Un bilan complet de 90 jours d'utilisation de Claude avec Obsidian pour automatiser le suivi de projets et faire resurgir des idées oubliées, transformant ainsi une application de prise de notes en un puissant second cerveau piloté par l'IA.

Je ne m'attendais pas à ce que ça change tout.

Je m'attendais à ce que ça change ma façon de prendre des notes.

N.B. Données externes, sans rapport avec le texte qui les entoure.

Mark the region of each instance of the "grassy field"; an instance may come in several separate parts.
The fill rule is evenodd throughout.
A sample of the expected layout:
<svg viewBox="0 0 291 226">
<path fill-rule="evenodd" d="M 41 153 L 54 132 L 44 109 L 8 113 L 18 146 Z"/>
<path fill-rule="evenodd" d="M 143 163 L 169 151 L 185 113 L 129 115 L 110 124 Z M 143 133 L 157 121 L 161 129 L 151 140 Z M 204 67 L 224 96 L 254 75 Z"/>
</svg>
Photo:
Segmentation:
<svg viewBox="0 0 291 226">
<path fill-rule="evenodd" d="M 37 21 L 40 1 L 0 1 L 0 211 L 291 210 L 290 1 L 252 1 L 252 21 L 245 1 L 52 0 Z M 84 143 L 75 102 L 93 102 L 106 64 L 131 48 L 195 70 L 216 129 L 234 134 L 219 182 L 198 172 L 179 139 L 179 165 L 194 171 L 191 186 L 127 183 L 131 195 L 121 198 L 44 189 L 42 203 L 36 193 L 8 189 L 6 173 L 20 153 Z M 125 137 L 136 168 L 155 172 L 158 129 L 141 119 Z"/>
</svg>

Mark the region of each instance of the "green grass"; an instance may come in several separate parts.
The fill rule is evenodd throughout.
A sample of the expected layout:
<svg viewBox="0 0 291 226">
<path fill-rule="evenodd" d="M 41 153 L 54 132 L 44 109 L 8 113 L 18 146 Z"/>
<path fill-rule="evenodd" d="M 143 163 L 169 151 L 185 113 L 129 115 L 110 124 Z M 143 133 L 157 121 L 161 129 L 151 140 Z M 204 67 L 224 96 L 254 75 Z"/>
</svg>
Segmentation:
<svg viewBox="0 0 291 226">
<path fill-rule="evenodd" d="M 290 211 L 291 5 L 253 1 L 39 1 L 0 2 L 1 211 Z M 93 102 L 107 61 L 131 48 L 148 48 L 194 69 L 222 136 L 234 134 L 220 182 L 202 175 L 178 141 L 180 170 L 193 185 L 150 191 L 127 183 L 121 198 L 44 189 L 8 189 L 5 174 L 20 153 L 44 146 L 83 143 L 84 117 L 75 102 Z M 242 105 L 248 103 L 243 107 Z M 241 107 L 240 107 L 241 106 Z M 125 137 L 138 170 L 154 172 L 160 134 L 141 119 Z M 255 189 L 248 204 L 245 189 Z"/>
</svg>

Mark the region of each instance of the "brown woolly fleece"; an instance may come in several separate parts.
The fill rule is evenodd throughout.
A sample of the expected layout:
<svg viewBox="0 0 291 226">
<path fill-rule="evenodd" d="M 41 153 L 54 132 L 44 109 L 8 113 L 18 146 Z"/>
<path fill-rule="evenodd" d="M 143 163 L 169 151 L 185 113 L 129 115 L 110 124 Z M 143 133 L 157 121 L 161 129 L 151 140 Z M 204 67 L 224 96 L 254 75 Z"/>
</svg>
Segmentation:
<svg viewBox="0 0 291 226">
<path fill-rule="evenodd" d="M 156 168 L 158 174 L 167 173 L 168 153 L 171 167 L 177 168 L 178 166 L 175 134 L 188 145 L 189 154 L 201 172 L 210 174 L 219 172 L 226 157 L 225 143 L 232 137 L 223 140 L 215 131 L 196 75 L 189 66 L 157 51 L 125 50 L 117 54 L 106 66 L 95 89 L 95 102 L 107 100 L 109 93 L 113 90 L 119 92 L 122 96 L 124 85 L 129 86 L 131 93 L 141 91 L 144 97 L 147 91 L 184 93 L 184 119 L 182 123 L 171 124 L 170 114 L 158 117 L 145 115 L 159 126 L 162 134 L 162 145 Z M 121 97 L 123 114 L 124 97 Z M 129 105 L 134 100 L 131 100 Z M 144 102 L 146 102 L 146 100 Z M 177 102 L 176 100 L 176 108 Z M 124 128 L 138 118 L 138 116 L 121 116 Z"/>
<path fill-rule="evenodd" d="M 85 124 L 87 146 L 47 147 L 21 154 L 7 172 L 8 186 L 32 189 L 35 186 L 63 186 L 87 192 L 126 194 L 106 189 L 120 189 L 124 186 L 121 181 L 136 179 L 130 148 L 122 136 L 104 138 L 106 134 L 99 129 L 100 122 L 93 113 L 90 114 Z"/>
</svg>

C'est la vision honnête que j'avais en commençant. J'ai connecté Claude à mon coffre Obsidian via le MCP du système de fichiers un dimanche après-midi parce que j'entendais des gens en parler et que je voulais voir ce qu'on en disait. J'avais déjà une configuration Obsidian décente. Quelques centaines de notes. Une certaine structure de dossiers. Rien d'extraordinaire.

Je ne m'attendais pas à ce que, 90 jours plus tard, j'aie du mal à me souvenir comment je travaillais avant.

Voici le récit honnête de ce qui a changé, de ce qui n'a pas changé, de ce qui m'a surpris et de ce que je ferais différemment si je recommençais aujourd'hui.

Jour 1 : À quoi ressemblait vraiment la configuration

La configuration a pris environ deux heures de zéro à la mise en service.

Installation de Claude Desktop. Configuration du MCP du système de fichiers en éditant un fichier JSON et en le pointant vers le chemin du coffre Obsidian. Redémarrage de Claude Desktop. Test de la connexion en demandant à Claude de lister les fichiers dans le coffre.

Quand Claude a décrit avec précision ma structure de dossiers, j'ai ressenti quelque chose que je ne m'attendais pas à ressentir.

Légèrement déstabilisé.

Pas parce que quelque chose n'allait pas. Parce que quelque chose était juste d'une manière qui semblait plus importante que ce qu'un projet de deux heures un dimanche aurait dû être.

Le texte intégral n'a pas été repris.